Classes
Dance on Camera

Ages 18 and up
April 4–25, 2024
6–8pm, Thursdays

  • Instructor

    Cherrie Yu

  • Room

    201

  • Pricing

    $250

  • Dates

    4-25 April

Dance on Camera will introduce participants to the genre of screen dance. This course will explore how to choreograph and capture movement for screen through experimental, ethnographic, and documentary-style approaches. Participants will engage in screenings, discussion, movement exercises, direction, camera, and editing tutorials.

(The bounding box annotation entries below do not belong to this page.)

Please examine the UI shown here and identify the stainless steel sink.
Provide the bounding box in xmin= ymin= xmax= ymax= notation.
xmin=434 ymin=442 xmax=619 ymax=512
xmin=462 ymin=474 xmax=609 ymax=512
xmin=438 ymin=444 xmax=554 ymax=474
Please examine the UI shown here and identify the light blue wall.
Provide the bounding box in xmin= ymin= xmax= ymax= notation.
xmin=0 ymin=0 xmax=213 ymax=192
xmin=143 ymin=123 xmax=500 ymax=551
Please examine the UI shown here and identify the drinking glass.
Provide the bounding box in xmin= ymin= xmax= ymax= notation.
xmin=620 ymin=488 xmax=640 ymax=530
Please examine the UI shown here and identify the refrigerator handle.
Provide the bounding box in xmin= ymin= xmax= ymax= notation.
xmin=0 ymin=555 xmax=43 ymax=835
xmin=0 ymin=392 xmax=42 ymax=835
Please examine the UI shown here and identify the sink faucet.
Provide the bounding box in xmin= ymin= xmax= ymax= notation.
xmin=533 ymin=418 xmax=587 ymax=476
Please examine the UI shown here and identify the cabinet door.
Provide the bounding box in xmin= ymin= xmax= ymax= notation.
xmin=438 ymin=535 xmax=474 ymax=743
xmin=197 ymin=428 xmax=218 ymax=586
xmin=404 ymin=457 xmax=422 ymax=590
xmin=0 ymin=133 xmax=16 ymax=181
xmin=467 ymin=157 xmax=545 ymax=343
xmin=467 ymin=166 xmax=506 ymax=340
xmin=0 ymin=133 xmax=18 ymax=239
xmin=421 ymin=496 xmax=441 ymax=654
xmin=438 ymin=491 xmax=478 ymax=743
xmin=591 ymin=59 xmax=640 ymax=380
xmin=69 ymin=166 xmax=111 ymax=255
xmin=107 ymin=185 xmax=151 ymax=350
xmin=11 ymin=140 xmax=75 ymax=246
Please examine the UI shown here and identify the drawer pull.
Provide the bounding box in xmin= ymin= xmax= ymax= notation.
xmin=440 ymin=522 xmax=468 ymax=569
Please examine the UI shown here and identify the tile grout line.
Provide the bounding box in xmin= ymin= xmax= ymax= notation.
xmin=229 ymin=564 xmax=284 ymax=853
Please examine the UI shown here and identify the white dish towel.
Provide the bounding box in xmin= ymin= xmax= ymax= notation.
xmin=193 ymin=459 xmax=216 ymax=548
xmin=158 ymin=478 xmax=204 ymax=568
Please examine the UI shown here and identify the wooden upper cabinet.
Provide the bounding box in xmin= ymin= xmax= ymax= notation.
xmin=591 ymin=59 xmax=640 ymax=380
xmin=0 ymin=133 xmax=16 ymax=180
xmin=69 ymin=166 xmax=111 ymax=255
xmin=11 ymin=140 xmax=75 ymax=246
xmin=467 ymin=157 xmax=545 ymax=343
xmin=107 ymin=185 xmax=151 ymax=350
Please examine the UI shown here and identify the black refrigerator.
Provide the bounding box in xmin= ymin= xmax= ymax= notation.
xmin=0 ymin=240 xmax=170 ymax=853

For the course’s culminating project, they will work individually or collaboratively to produce short films.

Participants do not need access to specialized camera equipment to participate in this class.

Dance on Camera will be held in-person at the Abrons Arts Center.

For a longer course description, please visit The School of Making Thinking’s page.

About Cherrie Yu

Cherrie Yu was born in Xi’an, China in 1995. She relocated to the US in 2013. Her films and performances have shown at Chicago Cultural Center, the Museum of Contemporary Photography, Roman Susan Gallery, Wassaic Project in New York, the David Ireland House in SF, Kala Art Institute in Berkeley CA, Contemporary Calgary Museum in Calgary Canada, and Institute of Contemporary Art in Rockland, ME. She has been an artist in residence at Sharpe Walentas Studio Program, ACRE Residency, Contemporary Calgary Museum, Monson Arts, Yaddo, and McColl Center.  She was an awardee of the Kala Art Institute Media Award Fellowship in 2022.  She has been a visiting artist at Emory University’s anthropology department, and a visiting teaching artist at the Visual Art department at UNC Charlotte.

General Information

Dance on Camera is curated in partnership with The School of Making Thinking.

Tuition Assistance

Abrons offers tuition assistance to any student whose household makes under $50,000 annually. Through our NYCHA Arts Initiative, classes are FREE for all NYCHA residents living in zip codes 10002, 10003, 10009, and 10038.

For courses offered in partnership with the School of Making Thinking, we also offer a sliding scale for Black People, Indigenous People, and People of Color.